A lot of organizations are interested in 'Data Masking' and are actively looking out for solutions around the same. IBM and Informatica Data Masking tools are leaders in Gartner's magic quadrant.

The need for masking data is very simple - How do we share enterprise data that is sensitive with the development teams, testing teams, training teams and even the offshore teams?
Besides masking data, there are other potential solutions for the above problem - i.e. using Test Data Creation tools and UI playback tools. But data masking and subsetting continue to remain popular means of scrambling data for non-production use.

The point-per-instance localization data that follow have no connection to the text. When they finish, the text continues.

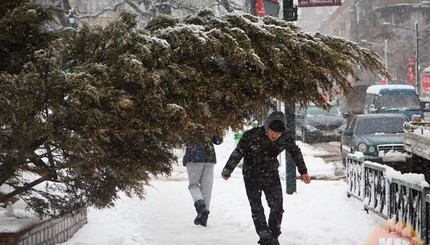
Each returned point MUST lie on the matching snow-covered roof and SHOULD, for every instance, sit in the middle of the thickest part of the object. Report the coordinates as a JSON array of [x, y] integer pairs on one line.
[[377, 89]]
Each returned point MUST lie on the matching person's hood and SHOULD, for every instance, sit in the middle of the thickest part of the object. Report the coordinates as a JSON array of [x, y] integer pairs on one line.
[[276, 115]]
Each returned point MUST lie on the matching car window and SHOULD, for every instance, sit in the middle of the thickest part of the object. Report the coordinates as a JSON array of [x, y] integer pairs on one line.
[[313, 111], [380, 126], [400, 101]]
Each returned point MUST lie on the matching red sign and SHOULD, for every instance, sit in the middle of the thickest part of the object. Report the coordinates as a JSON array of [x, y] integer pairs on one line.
[[425, 82], [318, 3], [410, 73]]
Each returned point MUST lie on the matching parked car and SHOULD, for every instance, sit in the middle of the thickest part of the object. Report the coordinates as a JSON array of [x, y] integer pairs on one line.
[[316, 124], [378, 136], [393, 98]]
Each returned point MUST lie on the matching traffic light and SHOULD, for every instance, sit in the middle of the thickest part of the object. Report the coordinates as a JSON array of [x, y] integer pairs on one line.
[[290, 11]]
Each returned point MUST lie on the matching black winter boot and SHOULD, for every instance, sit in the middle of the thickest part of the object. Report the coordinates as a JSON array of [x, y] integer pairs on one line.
[[202, 213]]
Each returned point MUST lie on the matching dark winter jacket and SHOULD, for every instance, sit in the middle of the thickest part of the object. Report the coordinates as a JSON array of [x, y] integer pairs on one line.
[[260, 153], [200, 153]]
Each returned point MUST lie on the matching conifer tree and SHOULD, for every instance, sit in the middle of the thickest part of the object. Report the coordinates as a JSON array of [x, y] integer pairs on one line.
[[99, 111]]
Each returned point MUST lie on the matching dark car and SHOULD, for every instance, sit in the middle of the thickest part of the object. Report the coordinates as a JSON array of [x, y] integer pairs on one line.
[[314, 124], [378, 136]]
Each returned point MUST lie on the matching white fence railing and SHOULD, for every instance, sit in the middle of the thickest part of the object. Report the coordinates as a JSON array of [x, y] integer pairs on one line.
[[404, 199]]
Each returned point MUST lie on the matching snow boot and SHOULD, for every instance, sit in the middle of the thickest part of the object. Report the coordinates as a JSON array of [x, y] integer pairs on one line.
[[202, 213]]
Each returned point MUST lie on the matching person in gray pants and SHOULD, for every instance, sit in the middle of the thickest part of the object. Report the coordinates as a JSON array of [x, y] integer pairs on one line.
[[199, 159]]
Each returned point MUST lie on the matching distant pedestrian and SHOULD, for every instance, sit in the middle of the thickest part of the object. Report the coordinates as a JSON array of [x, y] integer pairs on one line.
[[199, 159], [260, 147]]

Some of the key requirements for any Data Masking Solution are:
  1. Meaningful Masked Data: The masked data has to be meaningful and realistic. It should be capable of applying and satisfying all the business rules. For e.g. post codes, credit card numbers, SSN, bank account numbers, etc. E.g. if we change DOB, should we also change 'Age'. 
  2. Referential Integrity: If we are scrambling primary keys then we need to ensure that the relationships are maintained. One technique is to make sure that the same scramble functions are applied to all of the related columns. Sometimes, if we are masking data across databases, then we would need to ensure integrity across databases.
  3. Irreversible Masking: The masked data should be irreversible and it should be impossible to  recreate sensitive data. 
A good architecture strategy for building a data-masking solution is to design a Policy driven Data Masking Rule Engine. The business users can then define policies for masking different data-sets.

A lot of data masking tool vendors are now venturing beyond static data masking. Dynamic Data Masking is a new concept that masks data in real time. Also there is a growing demand for masking data in unstructured content such as PDF, Word or Excel files.